I will loading R packages (rvest and jsonlite) to assist with loading the HTML and JSON files into data frames in R and to perform necessary transformation so that the resulting data frames share the same structure, columns names, and data type for smooth data analysis and comparison.

Sources:

Codebase

Code

#load required packages
library(rvest)
library(jsonlite)

# 1. Load manual made book HTML from Github repository

html_link <- "https://raw.githubusercontent.com/meiqing39/DATA-607/refs/heads/main/books.html"

# Read HTML file, locate table element, change into a data frame
html_dftable <- read_html(html_link) |>
  html_element("table") |>
  html_table()

print("HTML Data Frame:")

[1] "HTML Data Frame:"

Code

print(html_dftable)

# A tibble: 3 × 5
  title                                 authors publication_year publisher genre
  <chr>                                 <chr>              <int> <chr>     <chr>
1 Girlhood                              Meliss…             2021 Bloomsbu… Memo…
2 The High 5 Habit                      Mel Ro…             2021 Hay House Self…
3 Burnout: The Secret to Unlocking the… Emily …             2019 Ballanti… Heal…

Code

# 2. Load manual made book JSON from Github repository

json_link <- "https://raw.githubusercontent.com/meiqing39/DATA-607/refs/heads/main/books.json"

# Read JSON file into a data frame
json_table <- fromJSON(json_link)

print("JSON Data Frame:")

[1] "JSON Data Frame:"

Code

print(json_table)

                                              title
1                                          Girlhood
2                                  The High 5 Habit
3 Burnout: The Secret to Unlocking the Stress Cycle
                        authors publication_year        publisher
1                 Melissa Febos             2021       Bloomsbury
2                   Mel Robbins             2021        Hay House
3 Emily Nagoski; Amelia Nagoski             2019 Ballantine Books
                genre
1     Memoir / Essays
2           Self-Help
3 Health / Psychology

Code

# 3. Prepare and Compare

# Check for differences using all.equal() (which describes differences) 
# and identical() (which gives a strict TRUE/FALSE)
comparing <- all.equal(html_dftable, json_table)
exact_match <- identical(html_dftable, json_table)

print("Are the html and json data frames identical?")

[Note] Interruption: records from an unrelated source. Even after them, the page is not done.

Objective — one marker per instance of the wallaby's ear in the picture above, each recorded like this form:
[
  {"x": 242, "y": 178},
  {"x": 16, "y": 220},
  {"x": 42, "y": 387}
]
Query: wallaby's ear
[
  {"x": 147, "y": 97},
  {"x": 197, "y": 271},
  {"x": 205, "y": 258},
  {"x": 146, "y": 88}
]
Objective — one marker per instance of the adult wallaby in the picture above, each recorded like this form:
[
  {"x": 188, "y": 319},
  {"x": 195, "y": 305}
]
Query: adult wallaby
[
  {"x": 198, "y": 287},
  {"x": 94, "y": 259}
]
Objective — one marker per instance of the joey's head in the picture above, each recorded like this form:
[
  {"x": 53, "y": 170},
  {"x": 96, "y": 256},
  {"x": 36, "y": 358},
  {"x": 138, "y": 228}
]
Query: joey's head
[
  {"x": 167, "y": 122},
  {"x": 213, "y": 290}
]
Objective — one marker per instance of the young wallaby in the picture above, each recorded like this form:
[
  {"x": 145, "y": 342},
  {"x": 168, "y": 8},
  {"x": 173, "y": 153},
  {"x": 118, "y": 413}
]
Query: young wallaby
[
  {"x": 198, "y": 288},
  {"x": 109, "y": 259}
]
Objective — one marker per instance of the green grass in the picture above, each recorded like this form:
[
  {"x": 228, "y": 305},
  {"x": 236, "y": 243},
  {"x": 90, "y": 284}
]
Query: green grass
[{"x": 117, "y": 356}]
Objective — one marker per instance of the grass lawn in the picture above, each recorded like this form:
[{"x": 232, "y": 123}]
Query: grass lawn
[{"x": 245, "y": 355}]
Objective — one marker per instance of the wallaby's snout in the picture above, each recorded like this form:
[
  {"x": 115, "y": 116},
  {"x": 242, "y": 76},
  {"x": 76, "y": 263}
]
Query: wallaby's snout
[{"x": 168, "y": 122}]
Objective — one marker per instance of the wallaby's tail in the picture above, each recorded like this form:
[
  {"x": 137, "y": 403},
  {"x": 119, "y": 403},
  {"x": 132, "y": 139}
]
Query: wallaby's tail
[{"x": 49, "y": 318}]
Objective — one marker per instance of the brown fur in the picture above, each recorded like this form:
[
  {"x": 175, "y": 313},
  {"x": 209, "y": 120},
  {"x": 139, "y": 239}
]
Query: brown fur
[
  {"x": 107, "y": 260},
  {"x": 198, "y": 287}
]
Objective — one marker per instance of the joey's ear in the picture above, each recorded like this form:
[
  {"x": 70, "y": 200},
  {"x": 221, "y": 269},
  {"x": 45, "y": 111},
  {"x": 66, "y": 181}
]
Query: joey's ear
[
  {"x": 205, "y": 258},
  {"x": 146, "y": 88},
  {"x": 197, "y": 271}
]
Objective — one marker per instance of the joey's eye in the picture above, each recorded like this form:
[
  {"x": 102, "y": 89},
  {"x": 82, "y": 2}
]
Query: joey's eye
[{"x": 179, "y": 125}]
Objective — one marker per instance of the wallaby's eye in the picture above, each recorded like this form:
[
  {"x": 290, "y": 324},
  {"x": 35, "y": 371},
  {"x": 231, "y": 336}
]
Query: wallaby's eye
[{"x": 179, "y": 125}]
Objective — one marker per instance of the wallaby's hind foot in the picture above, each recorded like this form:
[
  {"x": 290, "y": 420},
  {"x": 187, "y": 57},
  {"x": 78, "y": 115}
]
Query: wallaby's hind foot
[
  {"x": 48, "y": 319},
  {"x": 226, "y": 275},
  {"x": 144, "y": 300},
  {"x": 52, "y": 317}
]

[1] "Are the html and json data frames identical?"

Code

print(exact_match)

[1] FALSE

Code

# If they are not identical, print specific differences
if(!exact_match) {
  print("Differences found:")
  print(comparing)
}

[1] "Differences found:"
[1] "Attributes: < Component \"class\": Lengths (3, 1) differ (string compare on first 1) >"
[2] "Attributes: < Component \"class\": 1 string mismatch >"

Code

# HTML was a tibble before, convert into standard data frame
html_dftable <- as.data.frame(html_link)

# Double check
all.equal(html_dftable, json_table)

[1] "Names: 1 string mismatch"                                               
[2] "Attributes: < Component \"row.names\": Numeric: lengths (1, 3) differ >"
[3] "Length mismatch: comparison on first 1 components"                      
[4] "Component 1: Lengths (1, 3) differ (string compare on first 1)"         
[5] "Component 1: 1 string mismatch"

Code

identical(html_dftable, json_table)

[1] FALSE

Conclusion

After loading the manually created HTML and JSON files into R, I compared the 2 converted data frames to find out if they were identical. The identical() function returned FALSE, highlighting a few key technical differences in how R packages parse these distinct file formats:

rvest package imported HTML as a tibble while jsonlite package imports JSON file as a standard data frame
There was a header case sensitivity, and comparison failed on the first render because of mismatch header formating (e.g Publish Year vs publish_year). To fix this, I used lower case for the headers since R is very case-sensitive (ex: publication_year in both). This kept everything consistent before loading into R

The information on both the book match perfectly in terms of details however, the underlying data structures and assigned data typed differ based on the parsing packaged used on them and how they were read with these packages.